My grandmother died in early November, the exact date I can't allow myself to remember. I had photographed and recorded her for almost a decade, documenting her aging as she proudly collected years. Eventually, she had become overwhelmed with the pain of the process, irritated by her body’s decay and my camera’s presence. She’d mock it as she lay on her blue couch, wondering if the lens had broken yet and when we were going to go for a run together.
My identity is completely, hopelessly intertwined with hers. Her lifetime of involvement in social clubs and park beautification projects is an intrinsic part of me. Her hatred, her fears, her unique strengths and weaknesses are blended into a shared memory written into symbols in our environments. Her surrounding lamps, paintings, manicured lawns, and brass plaques - each have a specific history. These histories, her stories, they have been imprinted into my being as if they were my own.
When she died, we experienced the quieted process that happens alongside grief - the paperwork, the organizing, the calling. We neatly packed up her boxes of precious dishes, stuffed animals, and wool sweaters. Her walls were laid bare to reveal scars, the remnants of years of art hung salon style in her home, each a little crooked. The refrigerator was removed of all great grandchildren pictures, leaving behind a single butterfly magnet. The discarded miscellaneous.
Months later, we planned our memorialization of her in the woods. My mother’s planner read, “Distribute Dorcas’ ashes”. And we did. Spreading them across land she had cherished, tossing rose petals over the carbon remains. The last pieces of her didn’t fly into our faces or fall on our shoes like a sitcom or comedic movie would have me believe. Her dust just fell and laid there on the ferns, a harsh reminder of how everything seems to be still in grief.
We put an empty urn in the ground the next day, unsure of what to say. No “here she lies” would quite fit. And she never rested, much less in the deep eternal peace we would hope for. So we quietly covered up the fancy Tupperware that had once held her dust, each of us trying a joke to distract the others.

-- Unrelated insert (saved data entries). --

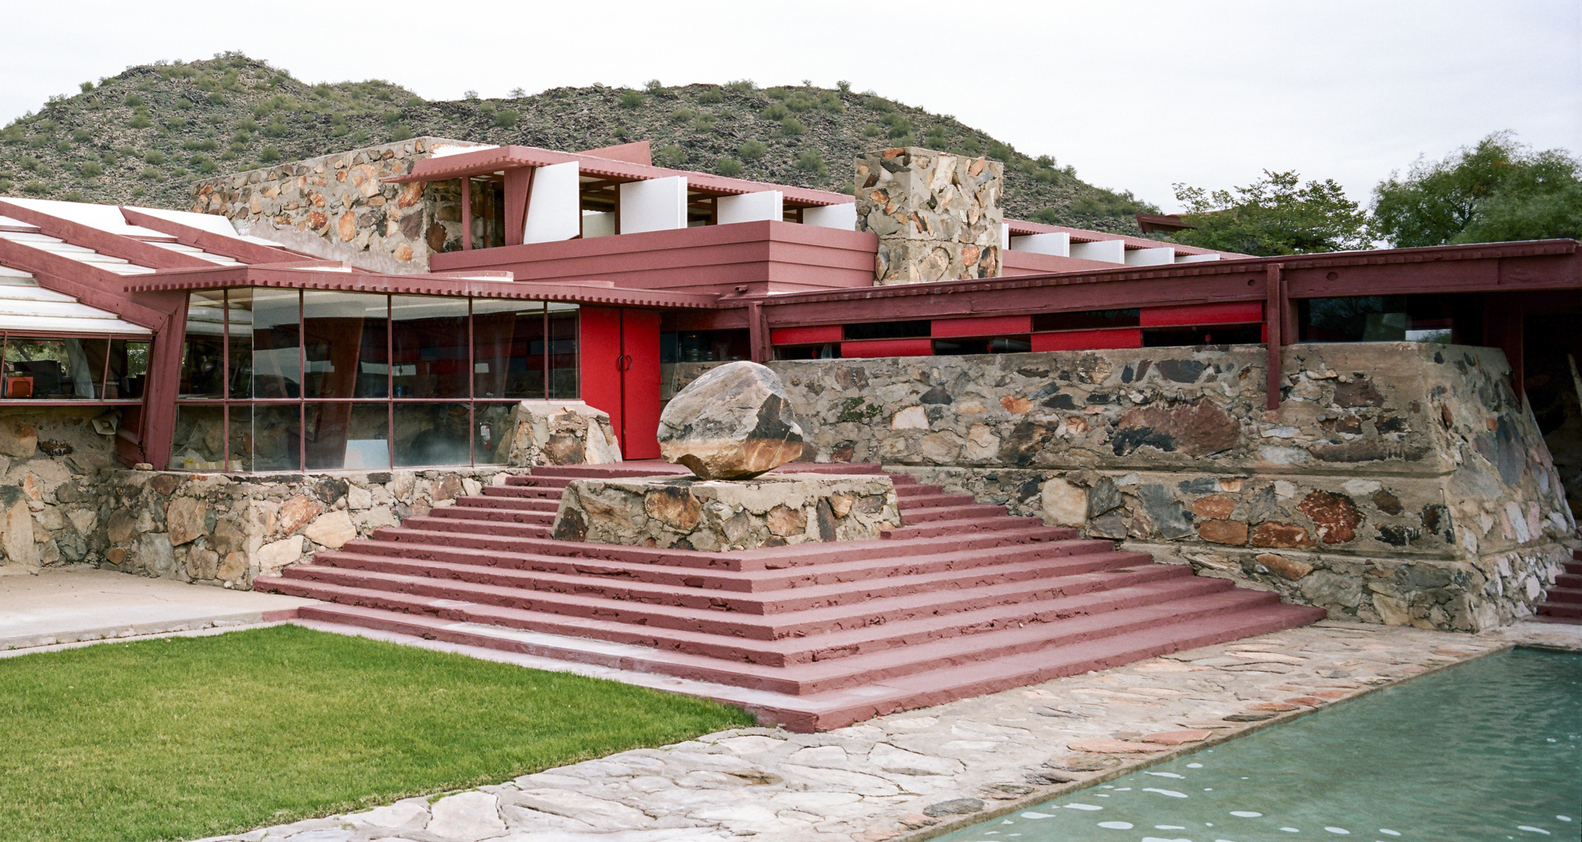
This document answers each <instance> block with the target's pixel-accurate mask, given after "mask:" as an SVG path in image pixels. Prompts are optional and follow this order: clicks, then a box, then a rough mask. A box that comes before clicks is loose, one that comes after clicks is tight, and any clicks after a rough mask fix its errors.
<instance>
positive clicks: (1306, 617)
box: [748, 605, 1324, 731]
mask: <svg viewBox="0 0 1582 842" xmlns="http://www.w3.org/2000/svg"><path fill="white" fill-rule="evenodd" d="M1321 619H1324V611H1323V609H1318V608H1296V606H1288V605H1275V606H1264V608H1255V609H1250V611H1242V613H1237V614H1232V616H1223V617H1220V619H1218V620H1217V622H1212V624H1194V625H1191V627H1187V628H1180V627H1174V625H1160V627H1155V628H1150V630H1145V632H1133V633H1128V635H1117V636H1112V638H1106V639H1103V641H1095V643H1090V644H1085V646H1081V647H1069V649H1062V650H1058V652H1049V650H1043V652H1031V654H1022V655H1009V657H1003V658H990V660H981V662H970V663H963V665H957V666H949V668H943V669H935V671H929V673H919V674H913V676H906V677H905V679H892V681H884V682H873V684H869V685H864V687H859V688H856V690H837V692H831V693H819V695H808V696H799V698H788V700H785V701H783V703H778V704H777V703H763V704H751V703H750V704H748V709H751V711H753V712H755V714H756V715H759V719H764V720H769V722H775V723H780V725H785V726H786V728H789V730H793V731H827V730H832V728H842V726H846V725H851V723H854V722H862V720H867V719H872V717H876V715H884V714H894V712H897V711H910V709H914V707H924V706H930V704H943V703H946V701H956V700H960V698H971V696H981V695H984V693H997V692H1001V690H1011V688H1016V687H1025V685H1028V684H1038V682H1043V681H1050V679H1057V677H1063V676H1074V674H1079V673H1088V671H1093V669H1107V668H1112V666H1122V665H1126V663H1134V662H1139V660H1144V658H1150V657H1156V655H1168V654H1171V652H1180V650H1185V649H1193V647H1199V646H1212V644H1217V643H1224V641H1234V639H1240V638H1250V636H1255V635H1267V633H1272V632H1281V630H1286V628H1296V627H1299V625H1307V624H1310V622H1316V620H1321Z"/></svg>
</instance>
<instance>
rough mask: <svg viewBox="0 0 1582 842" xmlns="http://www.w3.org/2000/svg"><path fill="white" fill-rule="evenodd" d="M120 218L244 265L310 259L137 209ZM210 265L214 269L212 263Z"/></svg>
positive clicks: (282, 262) (129, 212)
mask: <svg viewBox="0 0 1582 842" xmlns="http://www.w3.org/2000/svg"><path fill="white" fill-rule="evenodd" d="M120 215H122V217H123V218H125V220H127V222H128V223H131V225H136V226H139V228H147V229H150V231H158V233H161V234H168V236H171V237H176V242H179V244H182V245H190V247H193V248H202V250H204V252H209V253H210V255H220V256H226V258H231V260H239V261H242V263H290V261H297V260H304V258H307V255H299V253H296V252H291V250H286V248H275V247H272V245H261V244H258V242H248V241H245V239H240V237H228V236H225V234H215V233H214V231H204V229H202V228H193V226H191V225H182V223H179V222H171V220H168V218H165V217H155V215H153V214H146V212H142V211H136V209H133V207H122V209H120ZM204 263H207V261H204ZM207 264H209V266H214V264H212V263H207Z"/></svg>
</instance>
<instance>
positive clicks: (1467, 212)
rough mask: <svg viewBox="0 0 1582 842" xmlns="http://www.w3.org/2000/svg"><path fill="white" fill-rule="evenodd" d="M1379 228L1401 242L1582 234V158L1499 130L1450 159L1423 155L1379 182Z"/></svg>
mask: <svg viewBox="0 0 1582 842" xmlns="http://www.w3.org/2000/svg"><path fill="white" fill-rule="evenodd" d="M1373 220H1375V228H1376V231H1378V233H1380V236H1383V237H1384V239H1387V241H1389V242H1391V244H1392V245H1395V247H1402V248H1406V247H1414V245H1444V244H1457V242H1504V241H1522V239H1550V237H1579V239H1582V161H1577V160H1576V158H1573V157H1569V155H1568V154H1566V152H1565V150H1560V149H1550V150H1547V152H1530V150H1528V149H1527V147H1525V146H1522V144H1519V142H1517V141H1516V139H1514V138H1512V136H1511V135H1509V133H1504V131H1501V133H1495V135H1490V136H1487V138H1484V139H1482V141H1479V142H1478V146H1474V147H1471V149H1467V147H1463V149H1460V150H1457V152H1454V154H1451V155H1449V157H1446V158H1444V160H1443V161H1433V163H1424V161H1422V160H1417V163H1414V165H1413V168H1411V171H1410V173H1408V174H1406V177H1405V179H1397V177H1395V174H1391V177H1389V179H1386V180H1384V182H1381V184H1380V185H1378V187H1375V188H1373Z"/></svg>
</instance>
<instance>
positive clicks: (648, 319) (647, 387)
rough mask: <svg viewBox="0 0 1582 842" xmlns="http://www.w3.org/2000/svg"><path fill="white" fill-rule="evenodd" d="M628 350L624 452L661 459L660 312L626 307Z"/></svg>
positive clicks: (624, 321)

The process of grief is less of a weepy horror. It is a sneaky, daily enemy that creeps into your life and encourages you to carry boxes of wrapping paper into your home. Giving away the wrapping paper that your grandmother had purchased at one time would be too heartbreaking of an experience, so you fill your closets and your basements and your attics with the same items that she filled her closets and basements and attics with. Never to look at the items again - never to really take stock of what you’re doing. Only to allow your grief to pull your legs up the stairs with boxes, trip after trip, as you fill your life with the remnants of hers. Even one donated or sold item seems to echo the quiet “how could you”.